Suffering is also a part of life, and MAID removes that reality for those who seek it. I am not saying bring the suffering on, I am just wondering about long term effects on the human spirit if we no longer have to deal with pain. I do not know how I would handle long term care if it was me, or terrible pain and illness if it was me. I just know that when I am with this sister I am constantly challenged to ponder the baseline of what is enough care for quality of life, and wondering if there are better ways through these final life chapter besides MAID. I do not have a medical background, so perhaps I am not even entitled to raise the question.
Yet, this is what I have seen:
- Visiting her in emergency ( starting place for hospital placement until a nursing home bed can be found) and seeing her arms black and blue from inserting IV’s in case she may need meds or liquids delivered that way. She was perfectly fine without the IV before arriving in the hospital.

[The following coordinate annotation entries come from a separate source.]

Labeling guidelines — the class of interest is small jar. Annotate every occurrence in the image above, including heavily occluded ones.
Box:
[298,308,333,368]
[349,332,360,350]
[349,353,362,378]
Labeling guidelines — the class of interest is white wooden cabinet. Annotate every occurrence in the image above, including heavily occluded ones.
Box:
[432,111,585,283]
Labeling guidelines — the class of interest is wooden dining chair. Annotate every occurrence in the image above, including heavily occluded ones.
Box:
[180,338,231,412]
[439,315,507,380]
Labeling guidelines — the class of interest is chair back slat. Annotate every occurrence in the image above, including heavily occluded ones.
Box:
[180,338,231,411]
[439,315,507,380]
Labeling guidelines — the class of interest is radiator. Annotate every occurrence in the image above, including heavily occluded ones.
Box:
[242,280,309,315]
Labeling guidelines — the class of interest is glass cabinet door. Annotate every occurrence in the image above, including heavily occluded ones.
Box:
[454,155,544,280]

- Seeing her in the hospital in restraints as she kept pulling the IV’s out as she did not like them or understand them.
- Seeing her physical state deteriorate day after day from being able to walk to having curled feet unable to walk, from eating herself to not having manual dexterity to do that.
After visiting her in the hospital the day after her admittance there I told the community leader that I would never allow anyone to be put in this situation again if I had access to resources to do it differently. It was like a scene from those old movies in which someone was involuntarily placed in a psych hospital.
The challenge though is just that: having the resources – be it finance, knowledge, health world connections – to never have to do it again. The reality is that many people are living a long time. We do not have the resources lined up to provide a positive quality of life when they do, when we do.
I do not know what the answers are, I just know that I need to allow myself to be disturbed by this situation so that I do not become complacent and say it is what it is. From my world of education to my new world of elder support and medical issues, complacency is not an option in either. Serving our young and their families is one of the ways we ensure the elders are cared for too.
May we be blessed with wise hearts that seek to serve the other in whatever situation they may find themselves.